Changes

Murine macrophages and macrophage–like cell lines such as RAW 264.7 adhere to tissue culture–grade plastic through cation–dependent integrin receptors and other cation-independent receptors, predominantly the murine scavenger receptors (MSRs) (Fraser, Hughes, and Gordon. [1993] Nature 364[6435]:343-346). In order to reduce adhesion during routine culture, the RAW 264.7 cells are grown on sterile non-tissue–grade plastic (ultra-dish Petri dishes). Adherence of macrophages to these plates is mediated by αMβ2 (CR3) integrins (Rosen and Gordon. [1987] J. Exp. Med.166[6]:1685-1701), and this interaction is readily reversed by using cation chelators such as EDTA. This adhesive interaction is also sufficiently weak that cells may be detached by the sheer force of media flowing over the cells.

Note: macrophages are extremely sensitive to lipopolysaccharide (LPS) endotoxin from Gram-negative bacteria. LPS has major effects on macrophage phenotype and function, including adhesion. All solutions, buffers, and media should be made with sterile, endotoxin-tested, distilled, deionized water.

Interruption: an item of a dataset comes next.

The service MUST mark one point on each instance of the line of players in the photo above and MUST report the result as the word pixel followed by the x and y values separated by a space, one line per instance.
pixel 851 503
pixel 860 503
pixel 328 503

==Reagents and Materials==

*Hemacytometer: Fisher Scientific; catalog no. 02-671-5

#Transfer RAW 264.7 growth medium 1 (RAWGM1) to a T150 flask (100 ml of growth medium per flask).

#Place flask in incubator at 37 °C with a 5% CO2 atmosphere for at least 30 min to equilibrate the medium. (Note: if the medium is clearly pink and likely has a pH >7.6, remake the medium; all manipulations and additions to cells are done with sterile tissue culture technique.)